批标准化(Bactch Normalization,BN)是为了克服神经网络加深导致难以训练而诞生的,随着神经网络深度加深,训练起来就会越来越困难,收敛速度回很慢,常常会导致梯度弥散问题(Vanishing Gradient Problem)。
统计机器学习中有一个经典的假设:Source Domain 和 Target Domain的数据分布是一致的。也就是说,训练数据和测试数据是满足相同分布的。这是通过训练数据获得的模型能够在测试集上获得好的效果的一个基本保障。
Convariate Shift是指训练集的样本数据和目标样本集分布不一致时,训练得到的模型无法很好的Generalization。它是分布不一致假设之下的一个分支问题,也就是指Sorce Domain和Target Domain的条件概率一致的,但是其边缘概率不同。的确,对于神经网络的各层输出,在经过了层内操作后,各层输出分布就会与对应的输入信号分布不同,而且差异会随着网络深度增大而加大了,但每一层所指向的Label仍然是不变的。
解决办法:一般是根据训练样本和目标样本的比例对训练样本做一个矫正。所以,通过引入Bactch Normalization来标准化某些层或者所有层的输入,从而固定每层输入信息的均值和方差。
方法:Bactch Normalization一般用在非线性映射(激活函数)之前,对x=Wu+b做标准化,是结果(输出信号各个维度)的均值为0,方差为1。让每一层的输入有一个稳定的分布会有利于网络的训练。
优点:Bactch Normalization通过标准化让激活函数分布在线性区间,结果就是加大了梯度,让模型更大胆的进行梯度下降,具有如下优点:
- 加大搜索的步长,加快收敛的速度;
- 更容易跳出局部最小值;
- 破坏原来的数据分布,一定程度上缓解了过拟合;
因此,在遇到神经网络收敛速度很慢或梯度爆炸(Gradient Explore)等无法训练的情况系啊,都可以尝试用Bactch Normalization来解决。
梯度爆炸:梯度非常大,链式求导后乘积就变得很大,使权重变得非常大,产生指数级爆炸。
在GANs中我们充分利用bactch normalization的优点,加快模型的收敛速度。
batch normalization源码位于:
C:\Anaconda3\envs\tensorflow\Lib\site-packages\tensorflow\python\ops\nn_impl.py
调用方法:tf.nn.batch_normalization()
- def batch_normalization(x,
- mean,
- variance,
- offset,
- scale,
- variance_epsilon,
- name=None):
- r"""Batch normalization.
- As described in http://arxiv.org/abs/1502.03167.
- Normalizes a tensor by `mean` and `variance`, and applies (optionally) a
- `scale` \\(\gamma\\) to it, as well as an `offset` \\(\beta\\):
- \\(\frac{\gamma(x-\mu)}{\sigma}+\beta\\)
- `mean`, `variance`, `offset` and `scale` are all expected to be of one of two
- shapes:
- * In all generality, they can have the same number of dimensions as the
- input `x`, with identical sizes as `x` for the dimensions that are not
- normalized over (the 'depth' dimension(s)), and dimension 1 for the
- others which are being normalized over.

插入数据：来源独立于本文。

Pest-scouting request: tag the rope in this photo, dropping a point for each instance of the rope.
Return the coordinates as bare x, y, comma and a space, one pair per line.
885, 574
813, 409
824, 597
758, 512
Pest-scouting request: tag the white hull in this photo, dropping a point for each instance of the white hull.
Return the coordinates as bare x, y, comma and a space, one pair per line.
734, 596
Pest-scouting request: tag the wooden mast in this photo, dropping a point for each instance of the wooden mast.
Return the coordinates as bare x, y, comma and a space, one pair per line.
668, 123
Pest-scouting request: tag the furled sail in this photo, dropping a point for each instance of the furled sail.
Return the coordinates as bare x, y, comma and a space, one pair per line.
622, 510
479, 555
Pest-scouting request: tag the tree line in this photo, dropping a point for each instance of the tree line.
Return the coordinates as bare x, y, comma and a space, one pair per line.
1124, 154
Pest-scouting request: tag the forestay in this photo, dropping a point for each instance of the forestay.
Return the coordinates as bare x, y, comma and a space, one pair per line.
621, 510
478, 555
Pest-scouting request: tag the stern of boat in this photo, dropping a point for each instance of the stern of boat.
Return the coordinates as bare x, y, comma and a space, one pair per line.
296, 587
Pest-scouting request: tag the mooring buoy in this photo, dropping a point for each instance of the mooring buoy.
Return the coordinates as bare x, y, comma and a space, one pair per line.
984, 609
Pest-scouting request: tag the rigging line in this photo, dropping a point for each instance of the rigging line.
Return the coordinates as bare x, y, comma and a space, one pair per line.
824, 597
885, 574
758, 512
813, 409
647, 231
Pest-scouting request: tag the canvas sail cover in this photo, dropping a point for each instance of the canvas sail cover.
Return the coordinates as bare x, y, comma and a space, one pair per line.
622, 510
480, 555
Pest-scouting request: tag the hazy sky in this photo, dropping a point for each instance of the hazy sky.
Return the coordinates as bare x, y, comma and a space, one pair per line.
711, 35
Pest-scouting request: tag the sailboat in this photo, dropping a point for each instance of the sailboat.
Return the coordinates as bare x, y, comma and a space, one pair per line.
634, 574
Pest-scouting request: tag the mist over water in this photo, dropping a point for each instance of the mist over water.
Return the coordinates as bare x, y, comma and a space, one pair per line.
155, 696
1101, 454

- `mean` and `variance` in this case would typically be the outputs of
- `tf.nn.moments(..., keep_dims=True)` during training, or running averages
- thereof during inference.
- * In the common case where the 'depth' dimension is the last dimension in
- the input tensor `x`, they may be one dimensional tensors of the same
- size as the 'depth' dimension.
- This is the case for example for the common `[batch, depth]` layout of
- fully-connected layers, and `[batch, height, width, depth]` for
- convolutions.
- `mean` and `variance` in this case would typically be the outputs of
- `tf.nn.moments(..., keep_dims=False)` during training, or running averages
- thereof during inference.
- Args:
- x: Input `Tensor` of arbitrary dimensionality.
- mean: A mean `Tensor`.
- variance: A variance `Tensor`.
- offset: An offset `Tensor`, often denoted \\(\beta\\) in equations, or
- None. If present, will be added to the normalized tensor.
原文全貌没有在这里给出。